Saturday, 24 April 2010

Intellectual Property Letter by Thomas Jefferson to Isaac McPherson (August13th,1813)




It has been pretended by some, (and in England especially), that investors have a natural and exclusive right to their inventions, and not merely for their own lives, but inheritable to their heirs. (...) It is agreed by those who have seriously considered the subject, that no individual has, of natural right, a separate property in an acre of land, for instance.

By a universal law, indeed, whatever, whether fixed or movable, belongs to all men equally and in common, is the property for the moment of him who occupies it, but when he relinquishes the occupation, the property goes with it (...) It would be currious then, if an idea, the fugitive fermentation of an individual brain, could, of natural right, be claimed in exclusive and stable property.

(...)an idea, which an individual may exclusively possess as long as he keeps it to himself; but the moment it is divulged, it forces itself into the possession of every one, and the receiver cannot dispossess himself of it. Its peculiar character, too, is that no one possesses the less, because every other possesses the whole of it. He who receives an idea from me, receives instruction himself without lessening mine; as he who lights his taper at mine, receives light without darkening me.
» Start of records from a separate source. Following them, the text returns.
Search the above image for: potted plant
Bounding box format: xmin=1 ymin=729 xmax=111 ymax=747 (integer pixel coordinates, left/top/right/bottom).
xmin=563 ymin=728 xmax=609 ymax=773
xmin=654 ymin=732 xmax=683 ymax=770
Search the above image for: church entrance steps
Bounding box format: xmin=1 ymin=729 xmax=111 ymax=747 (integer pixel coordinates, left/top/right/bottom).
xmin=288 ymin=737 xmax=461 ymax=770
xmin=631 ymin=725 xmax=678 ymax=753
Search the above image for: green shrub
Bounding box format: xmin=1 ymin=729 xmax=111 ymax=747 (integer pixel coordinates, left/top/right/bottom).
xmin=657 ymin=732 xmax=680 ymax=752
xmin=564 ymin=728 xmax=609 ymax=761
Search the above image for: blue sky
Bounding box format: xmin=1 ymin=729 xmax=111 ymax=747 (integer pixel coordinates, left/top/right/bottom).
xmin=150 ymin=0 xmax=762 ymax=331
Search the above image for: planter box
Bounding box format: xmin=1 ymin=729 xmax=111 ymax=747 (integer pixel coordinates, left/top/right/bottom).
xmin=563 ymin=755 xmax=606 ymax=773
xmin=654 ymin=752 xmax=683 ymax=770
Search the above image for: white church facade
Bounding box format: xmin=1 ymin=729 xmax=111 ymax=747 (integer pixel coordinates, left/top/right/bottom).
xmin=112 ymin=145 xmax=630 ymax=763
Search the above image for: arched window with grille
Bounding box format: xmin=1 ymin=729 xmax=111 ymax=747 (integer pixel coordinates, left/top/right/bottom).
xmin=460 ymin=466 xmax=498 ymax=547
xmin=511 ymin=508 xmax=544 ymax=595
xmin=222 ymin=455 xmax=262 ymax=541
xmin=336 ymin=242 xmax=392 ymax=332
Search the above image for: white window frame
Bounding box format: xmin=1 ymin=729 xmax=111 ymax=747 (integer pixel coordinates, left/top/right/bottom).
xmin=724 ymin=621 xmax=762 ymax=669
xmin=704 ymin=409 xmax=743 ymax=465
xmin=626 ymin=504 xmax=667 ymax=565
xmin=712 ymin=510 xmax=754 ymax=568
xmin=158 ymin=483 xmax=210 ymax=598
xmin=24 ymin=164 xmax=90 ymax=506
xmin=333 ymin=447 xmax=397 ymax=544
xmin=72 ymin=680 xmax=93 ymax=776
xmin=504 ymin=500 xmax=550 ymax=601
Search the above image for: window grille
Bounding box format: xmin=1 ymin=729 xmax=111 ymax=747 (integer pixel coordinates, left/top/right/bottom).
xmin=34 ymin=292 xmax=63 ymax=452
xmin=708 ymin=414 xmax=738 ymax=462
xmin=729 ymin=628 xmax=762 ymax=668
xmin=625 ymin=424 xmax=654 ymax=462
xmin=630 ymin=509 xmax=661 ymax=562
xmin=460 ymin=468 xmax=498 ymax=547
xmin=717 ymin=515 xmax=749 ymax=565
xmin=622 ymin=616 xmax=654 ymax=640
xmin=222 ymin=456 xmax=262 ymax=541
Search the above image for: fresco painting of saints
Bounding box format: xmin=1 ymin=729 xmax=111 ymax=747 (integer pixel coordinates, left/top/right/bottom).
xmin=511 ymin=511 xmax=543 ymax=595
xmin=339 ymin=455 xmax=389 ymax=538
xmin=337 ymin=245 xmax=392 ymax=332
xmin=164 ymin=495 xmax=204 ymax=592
That ideas should freely spread from one to another over the globe, for the mortal and mutual instruction of man, and improvement of his condition (...) like the air in which we breathe, move, and have our physical being , incapable of confinement or exclusive appropiation. Inventions then cannot, in nature, be a subject of property.

Society may give an exclusive right to the profits arising from them, as an encouragement to men to pursue ideas which may produce utility, but this may or may not be done, according to the will and convenience of the society, without claim or complaint from anybody.